Shame poles, or ridicule poles, were erected to humiliate and disgrace a person that broke their word, did not pay an owed debt, or otherwise behaved dishonorably. These poles were placed in very public places, so that many people could see them. If the person changed their ways, or made amends, the poles were not only taken down, they were also destroyed.

Mortuary poles are carved when a person of high caste died. These poles had a hole in the back which fit a box in which the ashes of the deceased were placed.

Memorial poles were made in order to honor dead clan members. The poles were reserved for important members, such as leaders. Memorial poles were integral in society, for the next leader of the clan could not take charge until he had commissioned and erected a pole in the former leader’s honor.

House posts or pillars were carved with symbols of family histories. Some posts and pillars were architectural and provided support to the main beams of the house, while others simply rested against the supporting pillars of the house. Pillars were easier to move, and were used more than posts in Tlingit clans.

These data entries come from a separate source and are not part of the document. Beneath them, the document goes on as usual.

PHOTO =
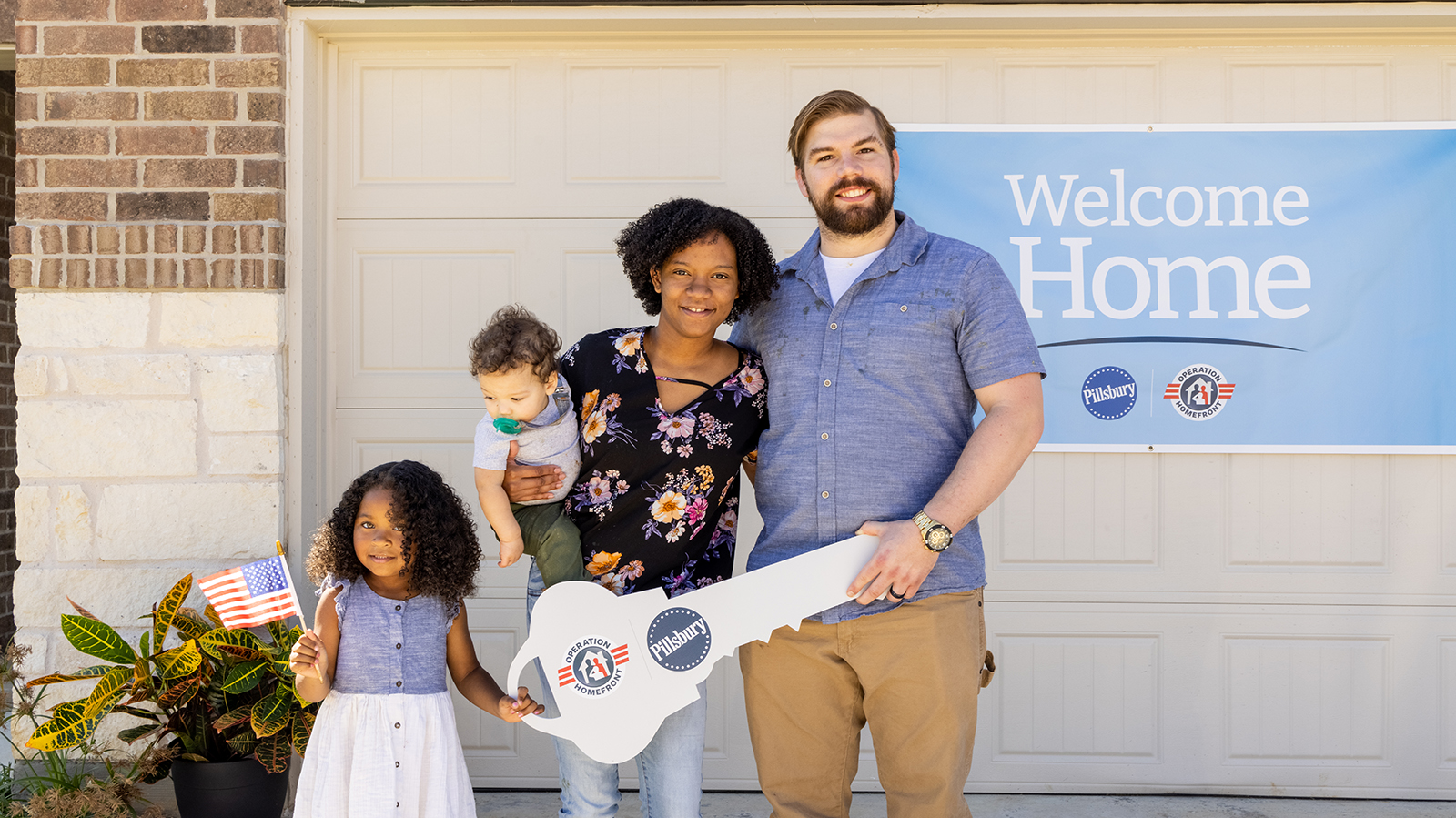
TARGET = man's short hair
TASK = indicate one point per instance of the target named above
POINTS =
(834, 104)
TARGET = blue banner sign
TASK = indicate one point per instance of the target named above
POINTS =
(1218, 288)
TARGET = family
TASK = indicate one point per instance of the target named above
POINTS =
(844, 392)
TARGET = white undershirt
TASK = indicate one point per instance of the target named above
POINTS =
(842, 272)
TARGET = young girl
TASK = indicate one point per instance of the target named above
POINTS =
(393, 560)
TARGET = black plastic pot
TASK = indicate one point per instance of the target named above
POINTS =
(229, 789)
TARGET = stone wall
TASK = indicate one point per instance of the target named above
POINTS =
(149, 265)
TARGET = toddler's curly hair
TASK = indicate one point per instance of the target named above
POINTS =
(670, 226)
(436, 523)
(514, 338)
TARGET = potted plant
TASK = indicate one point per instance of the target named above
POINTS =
(215, 696)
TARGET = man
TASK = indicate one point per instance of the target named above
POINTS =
(878, 344)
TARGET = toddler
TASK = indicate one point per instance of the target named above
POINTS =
(393, 563)
(528, 402)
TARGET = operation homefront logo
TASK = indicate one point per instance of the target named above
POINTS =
(1108, 393)
(593, 667)
(679, 640)
(1200, 392)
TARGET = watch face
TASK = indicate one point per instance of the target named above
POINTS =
(938, 538)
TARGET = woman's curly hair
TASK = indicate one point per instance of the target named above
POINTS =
(648, 242)
(437, 527)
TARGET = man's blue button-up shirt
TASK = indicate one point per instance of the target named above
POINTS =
(871, 399)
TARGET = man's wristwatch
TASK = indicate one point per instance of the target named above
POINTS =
(935, 534)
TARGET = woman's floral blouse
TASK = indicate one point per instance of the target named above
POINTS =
(657, 500)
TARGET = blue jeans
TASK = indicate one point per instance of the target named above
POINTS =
(670, 767)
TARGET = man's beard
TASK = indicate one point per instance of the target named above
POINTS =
(859, 218)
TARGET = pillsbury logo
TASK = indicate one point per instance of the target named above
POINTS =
(1108, 393)
(679, 640)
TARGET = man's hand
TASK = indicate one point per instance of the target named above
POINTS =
(899, 567)
(524, 483)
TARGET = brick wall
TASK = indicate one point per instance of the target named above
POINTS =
(150, 145)
(9, 342)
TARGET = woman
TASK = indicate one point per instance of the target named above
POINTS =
(667, 412)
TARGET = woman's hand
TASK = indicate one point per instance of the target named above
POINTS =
(524, 483)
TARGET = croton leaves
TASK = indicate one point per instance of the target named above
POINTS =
(167, 609)
(106, 692)
(66, 728)
(233, 645)
(274, 752)
(96, 640)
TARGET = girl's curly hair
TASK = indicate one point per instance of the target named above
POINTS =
(437, 527)
(679, 223)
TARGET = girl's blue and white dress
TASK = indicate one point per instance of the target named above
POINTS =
(385, 742)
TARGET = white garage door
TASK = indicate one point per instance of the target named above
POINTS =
(1273, 625)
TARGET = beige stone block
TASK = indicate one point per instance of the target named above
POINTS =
(118, 596)
(106, 439)
(220, 319)
(245, 454)
(33, 523)
(85, 320)
(130, 374)
(240, 393)
(233, 521)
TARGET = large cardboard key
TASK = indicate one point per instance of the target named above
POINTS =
(619, 665)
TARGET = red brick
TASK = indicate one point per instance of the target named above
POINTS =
(91, 39)
(262, 39)
(245, 207)
(91, 105)
(162, 73)
(55, 72)
(251, 237)
(262, 174)
(188, 39)
(172, 206)
(26, 106)
(266, 106)
(62, 207)
(136, 272)
(248, 7)
(191, 105)
(26, 174)
(160, 141)
(165, 272)
(77, 239)
(106, 272)
(194, 274)
(62, 9)
(225, 239)
(108, 240)
(189, 174)
(167, 237)
(77, 272)
(136, 239)
(91, 172)
(248, 73)
(50, 239)
(19, 272)
(50, 272)
(133, 10)
(19, 239)
(194, 239)
(72, 141)
(248, 138)
(222, 276)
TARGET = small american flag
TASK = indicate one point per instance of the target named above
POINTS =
(254, 594)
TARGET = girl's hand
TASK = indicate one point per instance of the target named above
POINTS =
(309, 655)
(516, 709)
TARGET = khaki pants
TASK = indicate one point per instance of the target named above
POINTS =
(914, 672)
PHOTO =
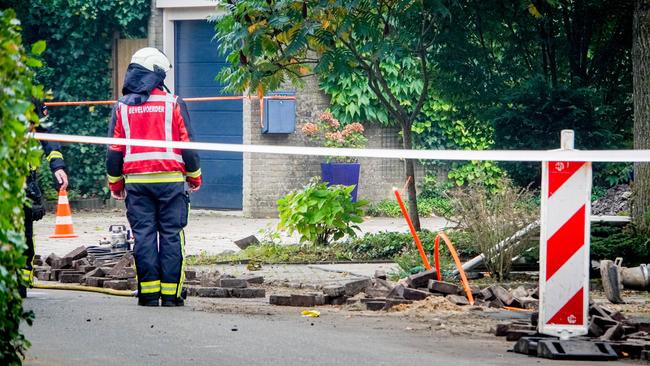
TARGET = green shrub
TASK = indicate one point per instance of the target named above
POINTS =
(77, 66)
(427, 207)
(17, 152)
(490, 217)
(320, 213)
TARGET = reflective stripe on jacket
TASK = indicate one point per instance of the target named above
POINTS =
(159, 118)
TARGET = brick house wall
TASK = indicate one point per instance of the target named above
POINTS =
(267, 177)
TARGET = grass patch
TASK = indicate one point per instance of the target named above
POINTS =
(427, 207)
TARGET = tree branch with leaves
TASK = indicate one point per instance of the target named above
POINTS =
(272, 42)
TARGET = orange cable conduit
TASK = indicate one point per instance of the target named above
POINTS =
(418, 243)
(459, 265)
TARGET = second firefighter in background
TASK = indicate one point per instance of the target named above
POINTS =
(152, 180)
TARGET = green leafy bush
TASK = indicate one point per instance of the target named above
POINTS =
(427, 207)
(609, 241)
(18, 153)
(320, 213)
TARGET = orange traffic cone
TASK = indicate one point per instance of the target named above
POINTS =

Heraldic or crest poles rested in front of a house and displayed the clan crest. Some poles that date back earlier include the portal pole, which acted as a ceremonial entry to the house. Crests on portal poles indicated the clan’s geographic origin, genealogy or events in family history.

Totem poles also depict traditional narratives, often telling creation or origin myths. For example, there are many totems poles depicting the story of how Raven stole the sun. This is a story told in many tribes, and even though the details change from place to place, most totem poles depict the same characters.

This story can be found on one of the totem poles at the Totem Heritage Center, along with many others. The Totem Heritage Center has the world’s largest collection of 19th-century standing totem poles, including some that are 160 years old. Tours are given daily, so you won’t miss any tales captured by the totem poles. The tour guides can also answer any questions you may have about the area or the Tlingit.

In addition to preserving existing totem poles, the Totem Heritage Center promotes the craft. Starting in October, their Native Art Studies Program will begin again, and the center will host workshops and lectures on Native art and culture. The center is open every day, from 8:00 a.m. to 5:00 p.m. until October. From October to April it is open Monday through Friday, 1:00 to 5:00 p.m., and closed Saturday and Sunday. Stop by to see a collection unlike any other.